Reputation: 477
I have this code which manipulates a data set to create a new column by pulling info from an existing column. In order to match the data properly using a pd.merge function with another data set, I would like to convert the 'Channel ID' column to integers. Despite the current use of .astype(int) the results data type shows up as float64 looking at frame with .info()
def cost(received_frame):
received_frame.columns = ['Campaign', 'Ad Spend']
campaigns = received_frame['Campaign']
ID = []
for c in campaigns:
blocks = re.split('_', c)
for block in blocks[1:]:
if len(block) == 6 and block.isdigit():
ID.append(block)
ID = pd.Series(ID).str.replace("'","")
ID = pd.DataFrame(ID)
both = [ID,received_frame]
frame = pd.concat(both,axis=1)
frame.columns = ['Channel ID', 'Campaign', 'Ad Spend']

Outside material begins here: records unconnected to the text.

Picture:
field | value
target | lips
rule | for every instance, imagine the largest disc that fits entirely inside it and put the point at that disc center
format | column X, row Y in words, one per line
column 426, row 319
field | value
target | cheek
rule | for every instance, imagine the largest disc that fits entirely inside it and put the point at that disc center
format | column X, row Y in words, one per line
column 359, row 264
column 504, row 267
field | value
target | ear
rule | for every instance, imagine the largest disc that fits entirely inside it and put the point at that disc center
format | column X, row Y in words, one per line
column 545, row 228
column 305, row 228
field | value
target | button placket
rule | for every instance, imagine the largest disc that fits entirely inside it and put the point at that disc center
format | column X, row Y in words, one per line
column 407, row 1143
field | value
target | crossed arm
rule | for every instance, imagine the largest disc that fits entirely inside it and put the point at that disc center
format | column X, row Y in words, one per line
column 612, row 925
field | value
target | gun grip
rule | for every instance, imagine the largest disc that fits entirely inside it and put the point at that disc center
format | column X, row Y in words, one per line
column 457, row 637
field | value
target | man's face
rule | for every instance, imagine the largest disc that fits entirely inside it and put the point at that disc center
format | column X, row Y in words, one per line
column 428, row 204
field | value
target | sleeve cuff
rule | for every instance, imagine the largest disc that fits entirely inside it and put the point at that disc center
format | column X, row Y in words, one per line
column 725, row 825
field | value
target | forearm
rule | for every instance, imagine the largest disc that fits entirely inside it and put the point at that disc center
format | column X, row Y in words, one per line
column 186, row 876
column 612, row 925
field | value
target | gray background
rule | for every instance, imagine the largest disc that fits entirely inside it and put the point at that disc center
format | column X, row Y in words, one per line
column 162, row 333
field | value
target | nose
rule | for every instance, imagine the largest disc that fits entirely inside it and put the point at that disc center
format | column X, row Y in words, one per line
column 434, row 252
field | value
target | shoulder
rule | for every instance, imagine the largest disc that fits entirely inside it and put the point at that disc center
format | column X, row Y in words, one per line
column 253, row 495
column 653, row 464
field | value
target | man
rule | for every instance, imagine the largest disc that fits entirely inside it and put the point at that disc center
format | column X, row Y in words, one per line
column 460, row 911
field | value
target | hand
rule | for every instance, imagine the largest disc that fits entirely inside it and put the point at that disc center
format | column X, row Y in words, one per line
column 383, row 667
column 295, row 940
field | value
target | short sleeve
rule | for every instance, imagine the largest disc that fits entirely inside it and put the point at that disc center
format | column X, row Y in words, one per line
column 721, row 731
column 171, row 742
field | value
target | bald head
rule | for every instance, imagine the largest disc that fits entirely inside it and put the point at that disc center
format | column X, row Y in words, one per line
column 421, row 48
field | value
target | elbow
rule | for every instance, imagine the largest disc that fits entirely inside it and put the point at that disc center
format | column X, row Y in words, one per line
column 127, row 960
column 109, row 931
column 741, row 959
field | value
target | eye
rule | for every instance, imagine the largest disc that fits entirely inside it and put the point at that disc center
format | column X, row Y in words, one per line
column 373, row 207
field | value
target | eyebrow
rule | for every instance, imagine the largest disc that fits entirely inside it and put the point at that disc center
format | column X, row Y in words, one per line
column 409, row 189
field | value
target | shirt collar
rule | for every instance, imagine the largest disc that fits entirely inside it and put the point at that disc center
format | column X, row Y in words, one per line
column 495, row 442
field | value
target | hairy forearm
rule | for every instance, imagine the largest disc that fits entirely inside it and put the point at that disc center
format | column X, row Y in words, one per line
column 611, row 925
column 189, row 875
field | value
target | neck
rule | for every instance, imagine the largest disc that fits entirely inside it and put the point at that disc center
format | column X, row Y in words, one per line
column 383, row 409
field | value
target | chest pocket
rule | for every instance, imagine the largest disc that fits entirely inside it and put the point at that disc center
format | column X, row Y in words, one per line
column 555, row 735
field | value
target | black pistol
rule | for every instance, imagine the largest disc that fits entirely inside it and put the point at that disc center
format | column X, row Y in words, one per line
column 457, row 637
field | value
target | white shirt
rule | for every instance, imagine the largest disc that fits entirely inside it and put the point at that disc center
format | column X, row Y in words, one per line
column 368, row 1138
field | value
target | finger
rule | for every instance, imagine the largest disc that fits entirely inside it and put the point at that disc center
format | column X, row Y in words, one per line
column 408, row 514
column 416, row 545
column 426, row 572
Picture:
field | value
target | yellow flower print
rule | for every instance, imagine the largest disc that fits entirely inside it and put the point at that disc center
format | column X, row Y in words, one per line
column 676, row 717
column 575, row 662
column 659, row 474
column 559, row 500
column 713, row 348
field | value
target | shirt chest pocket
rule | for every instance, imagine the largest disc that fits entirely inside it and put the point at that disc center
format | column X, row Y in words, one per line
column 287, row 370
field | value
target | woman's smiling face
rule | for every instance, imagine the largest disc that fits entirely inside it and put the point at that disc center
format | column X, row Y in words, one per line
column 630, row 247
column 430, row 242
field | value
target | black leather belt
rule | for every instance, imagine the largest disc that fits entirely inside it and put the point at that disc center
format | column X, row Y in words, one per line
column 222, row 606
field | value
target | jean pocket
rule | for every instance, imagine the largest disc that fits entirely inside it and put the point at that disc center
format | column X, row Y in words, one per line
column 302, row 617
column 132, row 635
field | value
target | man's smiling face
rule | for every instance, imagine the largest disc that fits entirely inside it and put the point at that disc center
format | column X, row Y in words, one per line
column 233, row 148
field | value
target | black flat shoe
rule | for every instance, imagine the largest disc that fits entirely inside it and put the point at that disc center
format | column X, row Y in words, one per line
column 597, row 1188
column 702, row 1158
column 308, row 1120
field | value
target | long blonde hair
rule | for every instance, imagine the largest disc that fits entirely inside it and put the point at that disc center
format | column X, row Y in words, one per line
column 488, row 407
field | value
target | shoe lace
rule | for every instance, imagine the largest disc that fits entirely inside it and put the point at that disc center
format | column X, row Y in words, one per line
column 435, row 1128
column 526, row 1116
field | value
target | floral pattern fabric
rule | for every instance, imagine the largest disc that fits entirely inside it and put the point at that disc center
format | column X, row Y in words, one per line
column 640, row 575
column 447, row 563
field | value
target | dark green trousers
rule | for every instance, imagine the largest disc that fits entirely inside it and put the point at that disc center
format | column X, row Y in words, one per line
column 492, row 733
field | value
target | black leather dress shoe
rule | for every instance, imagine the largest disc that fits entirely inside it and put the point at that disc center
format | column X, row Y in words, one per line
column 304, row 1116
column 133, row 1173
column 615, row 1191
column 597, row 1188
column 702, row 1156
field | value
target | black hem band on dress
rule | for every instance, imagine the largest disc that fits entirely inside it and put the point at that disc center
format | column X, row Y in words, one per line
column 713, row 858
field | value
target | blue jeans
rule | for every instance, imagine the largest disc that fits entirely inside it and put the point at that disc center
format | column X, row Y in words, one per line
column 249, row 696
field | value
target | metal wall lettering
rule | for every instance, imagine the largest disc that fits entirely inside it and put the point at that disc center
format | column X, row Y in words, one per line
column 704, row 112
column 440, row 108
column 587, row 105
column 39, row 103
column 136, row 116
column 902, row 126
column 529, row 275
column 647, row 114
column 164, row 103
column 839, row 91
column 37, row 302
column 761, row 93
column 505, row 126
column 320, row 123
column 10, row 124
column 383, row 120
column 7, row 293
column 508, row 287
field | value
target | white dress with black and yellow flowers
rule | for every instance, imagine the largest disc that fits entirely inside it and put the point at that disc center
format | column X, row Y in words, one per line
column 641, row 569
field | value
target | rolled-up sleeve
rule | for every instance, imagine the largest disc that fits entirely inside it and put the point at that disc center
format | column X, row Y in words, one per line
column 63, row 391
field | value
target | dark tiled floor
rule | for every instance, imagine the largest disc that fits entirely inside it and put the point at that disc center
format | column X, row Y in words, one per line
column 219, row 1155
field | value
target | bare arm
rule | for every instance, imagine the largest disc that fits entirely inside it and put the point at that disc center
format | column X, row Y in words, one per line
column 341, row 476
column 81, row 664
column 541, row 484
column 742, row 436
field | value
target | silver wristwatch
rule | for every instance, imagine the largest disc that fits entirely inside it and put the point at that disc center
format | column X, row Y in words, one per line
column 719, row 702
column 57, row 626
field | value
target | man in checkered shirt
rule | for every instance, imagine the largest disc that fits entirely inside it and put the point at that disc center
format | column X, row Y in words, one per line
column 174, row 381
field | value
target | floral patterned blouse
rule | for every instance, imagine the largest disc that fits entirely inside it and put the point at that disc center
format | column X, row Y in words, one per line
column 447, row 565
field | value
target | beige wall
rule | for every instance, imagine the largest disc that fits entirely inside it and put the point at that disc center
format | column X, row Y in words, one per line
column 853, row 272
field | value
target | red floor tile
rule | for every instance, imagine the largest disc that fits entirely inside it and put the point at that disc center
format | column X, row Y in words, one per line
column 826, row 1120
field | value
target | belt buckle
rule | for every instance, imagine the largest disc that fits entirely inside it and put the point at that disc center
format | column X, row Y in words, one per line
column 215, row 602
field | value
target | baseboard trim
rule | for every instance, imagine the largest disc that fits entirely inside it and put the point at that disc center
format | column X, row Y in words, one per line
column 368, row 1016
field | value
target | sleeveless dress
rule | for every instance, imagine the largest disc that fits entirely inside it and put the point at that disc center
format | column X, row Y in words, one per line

frame['Channel ID'] = frame['Channel ID'].dropna().astype(int)
return frame
Upvotes: 3
Views: 5431
Reputation: 879501
Suppose frame
looks like this:
import numpy as np
import pandas as pd
frame = pd.DataFrame({'Channel ID':['1',np.nan,'2'], 'foo':['bar','baz',np.nan]})
Channel ID foo
0 1 bar
1 NaN baz
2 2 NaN
You could drop rows from frame
where Channel ID
is NaN:
mask = pd.notnull(frame['Channel ID'])
frame = frame.loc[mask]
and then astype(int)
will successful convert the column to dtype int
:
frame['Channel ID'] = frame['Channel ID'].astype(int)
yields
Channel ID foo
0 1 bar
2 2 NaN
As Ami Tavory explained, you can't drop the NaNs solely from frame['Channel ID']
with
frame['Channel ID'] = frame['Channel ID'].dropna()
because upon assignment aligns the index on the right-hand side with the
relevant rows on the left-hand side. It has no effect on the rows on the left whose index is not mentioned on the right-hand side. So the NaNs remain in the bigger DataFrame,
frame
.
Since NaN is a float value, the dtype must remain a float dtype as long as the column contains NaNs.
Upvotes: 3
Reputation: 76297
When you write
frame['Channel ID'].dropna().astype(int)
You're returning a series with possibly fewer indices, as you're dropping NAs.
Then, when you assign it as
frame['Channel ID'] = frame['Channel ID'].dropna().astype(int)
It performs a sort of merge with the existing values (according to the indices), and those are floats, so it must convert these too.
You should replace it with something else, depending on your problem (fillna
?).
Upvotes: 5